An Accidental Woman
Literature often offers escape. The bookshelves are full of stories that place us in exotic settings surrounded by beautiful people living exciting lives --- elevating us, if only briefly, above the mounting piles of laundry and the meals to be made. These tales fill our need to explore "otherness" for a while. But it's the more true-to-everyday-life stories that are often the most satisfying because they provide the recognizable, the familiar themes that we can all identify with on some level. It is here --- in the telling of stories about common, ordinary people --- where Barbara Delinsky excels.
In AN ACCIDENTAL WOMAN, Delinsky returns to Lake Henry, the scene of an earlier novel, and revisits a few characters that you've met before, if you follow Delinsky's work. (Don't take that to mean that this is part of a series; it is not. It's stands alone as a strong mystery and compelling character piece.) A 14-year resident of the town, Heather Malone, has become the focus of national attention. A quiet, well-liked woman who has made a life with widower Micah Smith and his two children, Heather is at the center of a 15 year old murder case and is suspected of being someone else, someone entirely different.
As the town struggles to come to grips with the fact that they might not truly know this woman that they have lived among these many years, her friends stand beside her.

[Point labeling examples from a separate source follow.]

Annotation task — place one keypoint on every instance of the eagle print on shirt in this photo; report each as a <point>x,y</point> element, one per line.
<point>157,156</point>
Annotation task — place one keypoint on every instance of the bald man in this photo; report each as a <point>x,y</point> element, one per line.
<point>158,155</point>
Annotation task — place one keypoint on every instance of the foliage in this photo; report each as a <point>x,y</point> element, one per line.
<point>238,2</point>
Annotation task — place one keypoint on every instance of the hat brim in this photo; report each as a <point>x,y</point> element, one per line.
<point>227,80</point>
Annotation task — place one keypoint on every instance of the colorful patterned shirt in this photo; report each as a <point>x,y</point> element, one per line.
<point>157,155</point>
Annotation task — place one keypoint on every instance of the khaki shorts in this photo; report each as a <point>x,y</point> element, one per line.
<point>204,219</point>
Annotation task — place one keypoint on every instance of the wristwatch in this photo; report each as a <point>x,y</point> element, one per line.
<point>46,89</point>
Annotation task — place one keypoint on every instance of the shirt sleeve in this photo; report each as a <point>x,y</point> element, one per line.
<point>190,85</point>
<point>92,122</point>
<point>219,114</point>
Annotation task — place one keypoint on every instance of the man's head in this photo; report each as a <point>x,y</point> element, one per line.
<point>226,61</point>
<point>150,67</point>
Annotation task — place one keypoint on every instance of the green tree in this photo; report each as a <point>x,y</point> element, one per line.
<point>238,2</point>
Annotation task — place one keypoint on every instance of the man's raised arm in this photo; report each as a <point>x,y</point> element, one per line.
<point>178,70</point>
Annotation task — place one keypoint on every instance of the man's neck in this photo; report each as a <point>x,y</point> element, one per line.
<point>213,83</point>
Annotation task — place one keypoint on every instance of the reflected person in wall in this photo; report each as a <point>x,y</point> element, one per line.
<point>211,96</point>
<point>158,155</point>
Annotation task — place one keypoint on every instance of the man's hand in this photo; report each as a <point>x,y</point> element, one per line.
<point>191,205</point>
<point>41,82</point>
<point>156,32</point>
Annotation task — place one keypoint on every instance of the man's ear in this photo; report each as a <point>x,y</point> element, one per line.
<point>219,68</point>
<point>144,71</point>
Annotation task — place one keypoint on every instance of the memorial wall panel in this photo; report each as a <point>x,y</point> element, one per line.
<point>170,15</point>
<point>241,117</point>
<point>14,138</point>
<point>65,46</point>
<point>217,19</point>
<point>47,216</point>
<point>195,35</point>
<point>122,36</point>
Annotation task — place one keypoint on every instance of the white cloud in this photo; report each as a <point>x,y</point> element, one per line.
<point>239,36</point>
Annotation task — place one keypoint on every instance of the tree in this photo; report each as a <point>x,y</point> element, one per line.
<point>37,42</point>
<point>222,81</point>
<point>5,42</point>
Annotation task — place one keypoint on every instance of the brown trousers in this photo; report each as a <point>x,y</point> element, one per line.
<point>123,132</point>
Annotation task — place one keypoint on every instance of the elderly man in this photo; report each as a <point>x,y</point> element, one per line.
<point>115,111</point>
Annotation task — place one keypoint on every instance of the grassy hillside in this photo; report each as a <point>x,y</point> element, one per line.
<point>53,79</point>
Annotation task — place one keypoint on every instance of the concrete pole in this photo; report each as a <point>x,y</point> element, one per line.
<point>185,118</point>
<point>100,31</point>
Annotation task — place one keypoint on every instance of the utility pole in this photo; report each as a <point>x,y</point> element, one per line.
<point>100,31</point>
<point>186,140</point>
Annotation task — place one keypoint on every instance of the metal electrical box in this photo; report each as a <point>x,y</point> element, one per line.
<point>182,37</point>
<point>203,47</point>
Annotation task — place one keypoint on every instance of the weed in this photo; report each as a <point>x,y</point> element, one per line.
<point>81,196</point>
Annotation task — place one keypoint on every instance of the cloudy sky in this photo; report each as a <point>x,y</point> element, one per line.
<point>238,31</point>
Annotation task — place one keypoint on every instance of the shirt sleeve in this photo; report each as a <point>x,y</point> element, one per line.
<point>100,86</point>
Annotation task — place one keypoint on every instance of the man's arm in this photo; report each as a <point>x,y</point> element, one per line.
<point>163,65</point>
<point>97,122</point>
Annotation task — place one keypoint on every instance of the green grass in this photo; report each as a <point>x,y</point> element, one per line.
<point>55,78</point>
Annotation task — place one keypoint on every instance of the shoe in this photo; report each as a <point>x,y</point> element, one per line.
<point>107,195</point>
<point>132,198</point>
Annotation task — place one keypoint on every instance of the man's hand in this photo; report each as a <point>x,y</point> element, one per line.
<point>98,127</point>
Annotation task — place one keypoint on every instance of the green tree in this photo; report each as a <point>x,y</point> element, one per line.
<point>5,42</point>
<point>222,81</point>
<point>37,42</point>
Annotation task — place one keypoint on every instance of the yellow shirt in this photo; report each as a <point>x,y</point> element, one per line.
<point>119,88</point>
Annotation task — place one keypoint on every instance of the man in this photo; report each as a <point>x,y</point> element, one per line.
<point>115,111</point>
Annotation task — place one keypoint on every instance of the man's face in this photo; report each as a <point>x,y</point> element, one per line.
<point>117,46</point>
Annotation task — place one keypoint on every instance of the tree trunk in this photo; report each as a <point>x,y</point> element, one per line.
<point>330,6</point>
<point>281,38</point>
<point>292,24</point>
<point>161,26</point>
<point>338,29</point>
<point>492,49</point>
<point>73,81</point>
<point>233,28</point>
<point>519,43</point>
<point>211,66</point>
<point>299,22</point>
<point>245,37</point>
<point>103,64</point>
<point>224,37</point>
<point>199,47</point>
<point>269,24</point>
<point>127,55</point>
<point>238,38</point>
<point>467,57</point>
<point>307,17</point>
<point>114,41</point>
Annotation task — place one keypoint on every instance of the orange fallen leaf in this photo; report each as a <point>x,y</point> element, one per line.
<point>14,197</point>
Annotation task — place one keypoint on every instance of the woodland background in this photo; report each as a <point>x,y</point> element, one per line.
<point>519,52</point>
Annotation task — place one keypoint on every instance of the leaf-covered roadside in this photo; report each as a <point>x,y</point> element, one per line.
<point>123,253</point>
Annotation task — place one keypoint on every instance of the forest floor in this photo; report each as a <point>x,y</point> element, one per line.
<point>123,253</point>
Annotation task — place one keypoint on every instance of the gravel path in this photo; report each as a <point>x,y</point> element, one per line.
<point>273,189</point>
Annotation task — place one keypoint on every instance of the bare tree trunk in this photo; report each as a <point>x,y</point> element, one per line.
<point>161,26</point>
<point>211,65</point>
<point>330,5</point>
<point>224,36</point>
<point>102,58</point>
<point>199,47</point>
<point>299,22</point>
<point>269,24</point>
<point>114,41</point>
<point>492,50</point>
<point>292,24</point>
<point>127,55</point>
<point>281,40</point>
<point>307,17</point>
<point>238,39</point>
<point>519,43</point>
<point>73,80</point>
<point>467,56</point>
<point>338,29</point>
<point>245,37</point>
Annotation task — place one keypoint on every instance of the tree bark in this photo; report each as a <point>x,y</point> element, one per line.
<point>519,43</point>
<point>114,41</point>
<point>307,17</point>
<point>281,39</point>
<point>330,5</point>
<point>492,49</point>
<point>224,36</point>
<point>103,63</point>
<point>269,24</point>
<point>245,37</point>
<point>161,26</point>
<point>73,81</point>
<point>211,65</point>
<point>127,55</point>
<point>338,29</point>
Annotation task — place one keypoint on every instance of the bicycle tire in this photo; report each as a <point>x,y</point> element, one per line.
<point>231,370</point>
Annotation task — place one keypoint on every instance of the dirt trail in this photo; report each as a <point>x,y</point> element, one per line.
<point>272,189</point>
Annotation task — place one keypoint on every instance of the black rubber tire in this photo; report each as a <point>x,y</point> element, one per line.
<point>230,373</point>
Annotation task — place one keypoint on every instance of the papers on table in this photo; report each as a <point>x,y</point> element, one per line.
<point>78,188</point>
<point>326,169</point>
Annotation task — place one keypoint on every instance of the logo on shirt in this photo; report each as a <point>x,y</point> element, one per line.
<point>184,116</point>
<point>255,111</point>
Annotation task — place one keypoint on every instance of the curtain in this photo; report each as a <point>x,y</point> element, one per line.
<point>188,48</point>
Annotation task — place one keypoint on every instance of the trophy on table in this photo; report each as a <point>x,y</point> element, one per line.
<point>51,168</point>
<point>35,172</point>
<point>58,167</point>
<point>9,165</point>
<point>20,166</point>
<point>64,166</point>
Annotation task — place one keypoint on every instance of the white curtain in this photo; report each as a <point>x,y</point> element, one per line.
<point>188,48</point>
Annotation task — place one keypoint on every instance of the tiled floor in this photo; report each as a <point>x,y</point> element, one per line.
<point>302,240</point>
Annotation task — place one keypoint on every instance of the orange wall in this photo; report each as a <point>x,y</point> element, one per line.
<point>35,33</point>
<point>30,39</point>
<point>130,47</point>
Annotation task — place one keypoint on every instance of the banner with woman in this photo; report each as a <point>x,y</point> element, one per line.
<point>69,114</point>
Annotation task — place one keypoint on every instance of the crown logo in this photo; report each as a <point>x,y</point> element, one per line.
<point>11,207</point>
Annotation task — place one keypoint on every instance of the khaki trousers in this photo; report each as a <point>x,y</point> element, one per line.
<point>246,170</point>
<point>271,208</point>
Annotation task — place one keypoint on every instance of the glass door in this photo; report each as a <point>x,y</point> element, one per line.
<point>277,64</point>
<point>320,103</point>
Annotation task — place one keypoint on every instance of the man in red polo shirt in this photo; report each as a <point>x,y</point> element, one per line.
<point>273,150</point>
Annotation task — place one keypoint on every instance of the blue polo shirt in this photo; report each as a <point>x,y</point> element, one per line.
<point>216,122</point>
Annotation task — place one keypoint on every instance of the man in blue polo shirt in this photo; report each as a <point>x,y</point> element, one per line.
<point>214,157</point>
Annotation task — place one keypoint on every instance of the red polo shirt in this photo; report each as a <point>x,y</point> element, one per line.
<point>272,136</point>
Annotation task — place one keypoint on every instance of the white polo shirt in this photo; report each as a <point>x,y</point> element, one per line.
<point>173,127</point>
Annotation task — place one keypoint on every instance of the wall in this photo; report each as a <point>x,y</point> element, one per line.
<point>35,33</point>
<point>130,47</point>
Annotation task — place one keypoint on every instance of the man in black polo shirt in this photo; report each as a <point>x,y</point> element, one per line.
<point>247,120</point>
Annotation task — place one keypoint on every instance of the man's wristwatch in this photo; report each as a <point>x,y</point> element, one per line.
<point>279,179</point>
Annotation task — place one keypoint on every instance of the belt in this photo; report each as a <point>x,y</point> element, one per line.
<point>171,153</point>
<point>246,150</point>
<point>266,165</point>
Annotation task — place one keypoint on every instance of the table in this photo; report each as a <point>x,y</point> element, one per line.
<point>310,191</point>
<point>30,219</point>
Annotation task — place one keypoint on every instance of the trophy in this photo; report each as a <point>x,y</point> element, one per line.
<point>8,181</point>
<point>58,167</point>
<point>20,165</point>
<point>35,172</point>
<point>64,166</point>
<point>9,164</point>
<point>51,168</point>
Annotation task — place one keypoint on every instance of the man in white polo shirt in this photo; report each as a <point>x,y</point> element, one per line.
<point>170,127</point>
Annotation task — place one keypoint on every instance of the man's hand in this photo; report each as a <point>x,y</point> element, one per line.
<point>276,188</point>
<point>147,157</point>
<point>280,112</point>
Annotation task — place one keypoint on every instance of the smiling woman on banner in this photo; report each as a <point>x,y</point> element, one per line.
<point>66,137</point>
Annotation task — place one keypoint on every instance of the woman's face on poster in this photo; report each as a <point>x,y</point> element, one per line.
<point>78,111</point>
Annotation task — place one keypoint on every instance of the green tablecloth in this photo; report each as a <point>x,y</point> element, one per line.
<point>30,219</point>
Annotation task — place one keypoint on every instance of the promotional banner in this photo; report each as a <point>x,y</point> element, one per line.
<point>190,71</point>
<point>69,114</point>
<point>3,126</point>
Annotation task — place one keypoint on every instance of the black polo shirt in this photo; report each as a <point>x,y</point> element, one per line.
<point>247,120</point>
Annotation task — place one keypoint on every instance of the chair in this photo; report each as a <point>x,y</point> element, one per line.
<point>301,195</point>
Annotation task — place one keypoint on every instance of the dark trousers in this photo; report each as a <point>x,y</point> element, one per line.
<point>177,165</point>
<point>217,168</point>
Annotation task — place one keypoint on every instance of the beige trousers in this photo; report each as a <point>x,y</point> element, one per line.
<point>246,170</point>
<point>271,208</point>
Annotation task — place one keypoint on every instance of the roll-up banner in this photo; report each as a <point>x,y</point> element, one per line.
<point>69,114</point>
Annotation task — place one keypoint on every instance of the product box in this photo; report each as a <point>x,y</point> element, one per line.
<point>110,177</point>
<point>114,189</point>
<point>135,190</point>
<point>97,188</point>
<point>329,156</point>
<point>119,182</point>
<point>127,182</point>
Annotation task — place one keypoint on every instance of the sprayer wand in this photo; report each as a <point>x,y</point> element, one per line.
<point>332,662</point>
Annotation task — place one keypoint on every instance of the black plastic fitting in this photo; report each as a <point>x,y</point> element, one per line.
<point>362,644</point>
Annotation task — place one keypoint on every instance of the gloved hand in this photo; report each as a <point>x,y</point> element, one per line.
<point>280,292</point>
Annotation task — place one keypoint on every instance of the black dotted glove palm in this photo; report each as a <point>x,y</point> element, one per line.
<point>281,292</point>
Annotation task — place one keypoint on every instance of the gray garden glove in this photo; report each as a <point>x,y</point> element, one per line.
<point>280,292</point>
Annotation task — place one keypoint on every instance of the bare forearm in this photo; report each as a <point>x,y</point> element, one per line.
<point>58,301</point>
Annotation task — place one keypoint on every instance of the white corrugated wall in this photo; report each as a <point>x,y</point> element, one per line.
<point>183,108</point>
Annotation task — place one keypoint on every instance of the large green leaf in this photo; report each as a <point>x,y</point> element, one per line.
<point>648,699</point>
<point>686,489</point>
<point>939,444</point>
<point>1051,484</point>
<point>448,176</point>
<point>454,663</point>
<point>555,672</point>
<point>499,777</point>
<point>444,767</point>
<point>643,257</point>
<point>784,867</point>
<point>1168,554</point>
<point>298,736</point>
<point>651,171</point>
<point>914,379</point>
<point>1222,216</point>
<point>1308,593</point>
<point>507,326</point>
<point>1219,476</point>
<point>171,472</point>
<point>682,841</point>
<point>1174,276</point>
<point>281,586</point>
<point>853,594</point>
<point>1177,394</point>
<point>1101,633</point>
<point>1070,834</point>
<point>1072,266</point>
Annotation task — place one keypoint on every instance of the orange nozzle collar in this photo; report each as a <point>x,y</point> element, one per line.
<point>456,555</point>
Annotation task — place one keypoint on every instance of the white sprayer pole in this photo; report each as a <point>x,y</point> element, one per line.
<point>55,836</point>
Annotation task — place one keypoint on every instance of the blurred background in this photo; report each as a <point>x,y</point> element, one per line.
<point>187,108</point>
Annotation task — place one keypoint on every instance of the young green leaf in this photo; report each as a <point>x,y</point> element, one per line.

Poppy Blake, in particular, comes to the foreground as Heather's greatest supporter. The story in many ways is more about Poppy than Heather, who surfaces only infrequently to add tension to the unraveling of the murder mystery, but whose true character we never really get to know. It's Poppy, wheelchair-bound after a snowmobile accident and now running the town's telephone messaging service, who, despite physical limitations, charges forth to help Heather and at the same time find true love with Griffin Hughes, an investigative reporter. Griffin helps Poppy come to terms with the accident that left her a paraplegic and shows her that she can have the future and love she thought were out of her reach. It is Poppy that we see grow and change throughout the book.
The mystery is a backdrop to the relationships that grow out of bonds forged in trying times, in times of loss and helplessness. For instance, Heather's imprisonment leaves Micah without a partner during the maple harvesting season, but Delinsky delivers a town of caring, helping hands reminiscent of another time period, a town that steps forward to assist one of its own. In AN ACCIDENTAL WOMAN, Delinsky gives us refreshingly realistic folk facing the same issues and problems we all face --- loss and love.